The introduction of small-incision lenticule extraction (SMILE) has given refractive surgeons an additional option to choose from when selecting the best vision correction procedure for their patients. As more surgeons begin the journey toward mastering SMILE, new pearls for techniques are slowly coming to light.
The standard SMILE technique involves docking and application of VisuMax femtosecond laser (Carl Zeiss Meditec) treatment to create an intrastromal lenticule, followed by lenticule dissection and extraction. The lenticule is separated from the surrounding stroma by blunt dissection via the small side-cut incision, first in the anterior plane and then in the posterior plane. This article presents a case that highlights the crucial step of correctly identifying the planes prior to dissection and offers clues for knowing when the posterior plane has been dissected before the anterior plane.
A 23-year-old woman presented to one of my colleagues for refractive consultation. She had used soft contact lenses in the past but found them to be uncomfortable. After discussion of the options, the patient opted to undergo SMILE in both eyes, noting her active lifestyle and concern about dry eye as motivating factors.
Her manifest refraction was -3.25 -0.75 X 170° OD and -3.00 -1.00 X 180° OS, mean keratometry was 40.95 D OD and 41.50 D OS, and central corneal thickness was 490 µm OD and 495 µm OS. Her medical and ocular histories were otherwise unremarkable.
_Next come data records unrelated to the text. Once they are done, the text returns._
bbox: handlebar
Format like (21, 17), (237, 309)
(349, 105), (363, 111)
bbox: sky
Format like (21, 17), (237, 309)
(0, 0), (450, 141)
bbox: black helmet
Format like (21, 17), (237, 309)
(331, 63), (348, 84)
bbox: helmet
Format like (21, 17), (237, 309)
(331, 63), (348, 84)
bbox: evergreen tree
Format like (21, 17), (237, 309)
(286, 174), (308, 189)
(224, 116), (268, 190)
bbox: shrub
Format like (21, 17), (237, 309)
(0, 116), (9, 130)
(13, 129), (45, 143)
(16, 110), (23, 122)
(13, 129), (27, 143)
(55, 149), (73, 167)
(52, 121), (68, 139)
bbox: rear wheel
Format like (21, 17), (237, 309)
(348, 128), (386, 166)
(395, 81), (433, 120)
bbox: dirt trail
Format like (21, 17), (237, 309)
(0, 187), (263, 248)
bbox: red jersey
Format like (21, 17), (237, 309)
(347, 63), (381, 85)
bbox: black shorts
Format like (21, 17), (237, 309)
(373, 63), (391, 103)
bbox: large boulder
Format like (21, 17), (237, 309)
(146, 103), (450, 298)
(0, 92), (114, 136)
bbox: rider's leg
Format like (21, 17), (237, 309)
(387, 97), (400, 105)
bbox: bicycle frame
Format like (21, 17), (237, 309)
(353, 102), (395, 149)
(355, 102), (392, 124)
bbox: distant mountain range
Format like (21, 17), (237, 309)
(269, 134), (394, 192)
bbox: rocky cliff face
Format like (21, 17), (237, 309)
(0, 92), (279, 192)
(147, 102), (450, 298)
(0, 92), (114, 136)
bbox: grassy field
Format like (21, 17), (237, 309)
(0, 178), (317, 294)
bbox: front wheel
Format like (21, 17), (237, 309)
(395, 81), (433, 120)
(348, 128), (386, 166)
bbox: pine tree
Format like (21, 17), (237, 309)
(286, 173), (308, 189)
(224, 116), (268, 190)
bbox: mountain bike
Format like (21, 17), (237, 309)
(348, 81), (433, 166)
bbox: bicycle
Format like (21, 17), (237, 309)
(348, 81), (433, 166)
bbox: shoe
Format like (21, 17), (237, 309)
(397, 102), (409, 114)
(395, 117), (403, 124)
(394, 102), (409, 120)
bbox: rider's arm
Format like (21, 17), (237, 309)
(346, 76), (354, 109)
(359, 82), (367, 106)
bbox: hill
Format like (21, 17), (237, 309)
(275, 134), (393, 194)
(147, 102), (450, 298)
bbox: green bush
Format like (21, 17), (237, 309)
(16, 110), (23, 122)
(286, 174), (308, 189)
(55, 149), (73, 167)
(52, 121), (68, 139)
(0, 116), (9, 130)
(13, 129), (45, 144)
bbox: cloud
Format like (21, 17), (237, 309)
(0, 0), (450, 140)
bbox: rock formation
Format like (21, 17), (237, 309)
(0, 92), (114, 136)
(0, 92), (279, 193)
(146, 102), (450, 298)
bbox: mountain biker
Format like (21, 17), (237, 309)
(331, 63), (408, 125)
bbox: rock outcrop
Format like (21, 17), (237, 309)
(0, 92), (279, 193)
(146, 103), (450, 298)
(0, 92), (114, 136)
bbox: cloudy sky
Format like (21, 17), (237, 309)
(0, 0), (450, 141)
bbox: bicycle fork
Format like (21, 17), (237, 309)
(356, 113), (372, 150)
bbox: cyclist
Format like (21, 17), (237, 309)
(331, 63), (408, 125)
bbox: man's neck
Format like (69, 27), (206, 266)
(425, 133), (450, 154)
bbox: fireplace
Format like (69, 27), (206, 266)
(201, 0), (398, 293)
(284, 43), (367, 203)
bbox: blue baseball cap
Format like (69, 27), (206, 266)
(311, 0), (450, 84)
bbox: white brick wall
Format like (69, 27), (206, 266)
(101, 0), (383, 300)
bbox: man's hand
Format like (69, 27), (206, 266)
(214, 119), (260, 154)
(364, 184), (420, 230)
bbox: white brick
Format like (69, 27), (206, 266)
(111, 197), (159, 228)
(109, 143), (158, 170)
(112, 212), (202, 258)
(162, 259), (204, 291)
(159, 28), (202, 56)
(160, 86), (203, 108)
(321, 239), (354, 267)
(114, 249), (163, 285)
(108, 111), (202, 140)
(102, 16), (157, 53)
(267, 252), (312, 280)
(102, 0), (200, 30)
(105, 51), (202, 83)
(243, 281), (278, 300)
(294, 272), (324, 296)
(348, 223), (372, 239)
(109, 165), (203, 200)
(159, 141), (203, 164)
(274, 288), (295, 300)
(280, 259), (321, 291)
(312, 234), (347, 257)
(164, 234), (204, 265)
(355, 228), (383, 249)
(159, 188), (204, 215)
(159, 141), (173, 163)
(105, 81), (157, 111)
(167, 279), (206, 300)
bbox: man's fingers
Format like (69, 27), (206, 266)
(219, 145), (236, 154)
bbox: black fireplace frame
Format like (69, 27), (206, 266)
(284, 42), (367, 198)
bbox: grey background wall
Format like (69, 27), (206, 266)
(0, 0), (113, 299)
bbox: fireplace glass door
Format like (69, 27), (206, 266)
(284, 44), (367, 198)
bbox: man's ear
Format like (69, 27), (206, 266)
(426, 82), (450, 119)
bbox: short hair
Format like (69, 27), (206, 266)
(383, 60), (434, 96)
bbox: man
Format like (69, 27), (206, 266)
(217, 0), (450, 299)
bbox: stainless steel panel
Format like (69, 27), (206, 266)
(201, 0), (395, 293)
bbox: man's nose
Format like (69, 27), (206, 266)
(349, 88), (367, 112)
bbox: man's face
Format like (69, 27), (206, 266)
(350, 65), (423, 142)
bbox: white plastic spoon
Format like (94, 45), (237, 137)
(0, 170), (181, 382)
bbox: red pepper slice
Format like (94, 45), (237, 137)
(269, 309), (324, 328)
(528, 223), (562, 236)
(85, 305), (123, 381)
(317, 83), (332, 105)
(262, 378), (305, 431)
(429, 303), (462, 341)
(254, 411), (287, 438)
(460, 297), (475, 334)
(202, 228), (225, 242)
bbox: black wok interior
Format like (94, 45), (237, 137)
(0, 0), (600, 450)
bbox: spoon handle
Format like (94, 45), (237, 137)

The femtosecond laser treatment for the patient’s right eye was programmed at -3.35 -0.75 X 170°. The optical zone was set at 6.0 mm with a 0.50-mm transition zone. The femtosecond laser portion of the procedure was completed without complications. The surgeon began the procedure by attempting to identify the anterior plane followed by the posterior plane. Early on, the surgeon encountered a challenge when trying to identify the posterior plane and made multiple attempts with excessive force to complete this step.
Eventually, the surgeon felt that the planes had been identified and proceeded to try to dissect the anterior plane, again making multiple attempts. It initially appeared that the surgeon was able to successfully dissect both planes, but when he attempted to remove the lenticule he could not retrieve it. The procedure on the right eye was aborted at that time, and the left eye was successfully completed during the same session.
After reviewing the video footage, the surgeon was able to identify that the anterior plane was never dissected. Instead, the posterior plane was identified and dissected first. Having realized his error, the surgeon reoperated 1 week later and, to the delight of the patient, was able to retrieve the lenticule by successfully dissecting the anterior plane. As shown in the video above, during lenticule dissection surgeons can take note of bubbles in the anterior plane and the double ring sign to ascertain whether they are in the anterior or posterior plane.
This case highlights how important it is to correctly identify the planes prior to dissection. My main takeaway from this surgeon’s experience is to pay particular attention to turning the Sinskey hook anteriorly when moving from the cap edge over the anterior lenticule in order to successfully identify the anterior plane first.